Just a couple months ago, I was a management consultant leading large-scale tech transformations. Now, I'm making AI tools. I'm not learning again because I went back to school. I'm learning by doing what Socrates did: discovering things by asking questions and getting help from a personal tutor named ChatGPT. In four weeks, I went from exploring to building, one question at a time.
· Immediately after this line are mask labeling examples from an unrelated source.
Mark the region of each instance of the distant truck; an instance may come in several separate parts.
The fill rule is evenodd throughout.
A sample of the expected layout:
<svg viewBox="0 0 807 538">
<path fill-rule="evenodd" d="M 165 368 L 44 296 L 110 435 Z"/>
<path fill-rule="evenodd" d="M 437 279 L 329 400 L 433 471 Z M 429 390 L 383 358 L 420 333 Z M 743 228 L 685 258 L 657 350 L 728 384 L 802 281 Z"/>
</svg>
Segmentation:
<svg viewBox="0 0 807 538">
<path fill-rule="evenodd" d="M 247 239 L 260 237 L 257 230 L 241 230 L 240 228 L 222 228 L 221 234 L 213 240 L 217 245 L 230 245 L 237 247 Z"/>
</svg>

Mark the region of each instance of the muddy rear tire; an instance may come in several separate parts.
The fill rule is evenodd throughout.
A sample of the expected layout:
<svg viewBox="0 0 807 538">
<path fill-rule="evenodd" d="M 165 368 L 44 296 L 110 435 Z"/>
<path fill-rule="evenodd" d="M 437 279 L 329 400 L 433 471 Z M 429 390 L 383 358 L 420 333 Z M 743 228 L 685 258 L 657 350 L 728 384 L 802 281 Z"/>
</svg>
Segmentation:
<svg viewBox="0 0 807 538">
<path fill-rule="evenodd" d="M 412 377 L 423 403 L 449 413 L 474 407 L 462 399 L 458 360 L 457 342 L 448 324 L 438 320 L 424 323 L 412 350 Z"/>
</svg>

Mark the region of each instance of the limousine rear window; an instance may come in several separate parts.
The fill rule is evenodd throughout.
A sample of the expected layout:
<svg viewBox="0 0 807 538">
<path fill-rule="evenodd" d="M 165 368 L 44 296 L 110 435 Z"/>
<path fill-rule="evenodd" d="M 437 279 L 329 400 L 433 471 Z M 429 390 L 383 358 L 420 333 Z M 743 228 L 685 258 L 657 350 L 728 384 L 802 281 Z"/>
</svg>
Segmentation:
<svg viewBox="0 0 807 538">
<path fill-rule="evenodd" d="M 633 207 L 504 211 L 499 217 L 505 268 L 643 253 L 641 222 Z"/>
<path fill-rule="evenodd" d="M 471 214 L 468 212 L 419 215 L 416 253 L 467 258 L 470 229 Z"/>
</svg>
The Big Idea: A Personal tutor for the Diamond
If you've ever coached kids, you know that good questions stick better than long explanations. “Where’s the force play?” “What should the catcher be ready for?” “Why do you cover second in this play?”
These are the moments where real learning happens.
I wondered if we could give every child a tutor, like a Socratic teacher, who could help them with these questions on their own time, at their own pace.
(A Socratic-style tutor doesn't just tell you the answer — it asks thoughtful questions to help you figure it out yourself.)
What if we could turn the baseball playbook into a conversation?
How it works (No tech jargon needed)
The Baseball Tutor works by combining a few simple but powerful ideas:
Knowledge Graph: A smart map of baseball situations — who's on base, how many outs, what each position is responsible for.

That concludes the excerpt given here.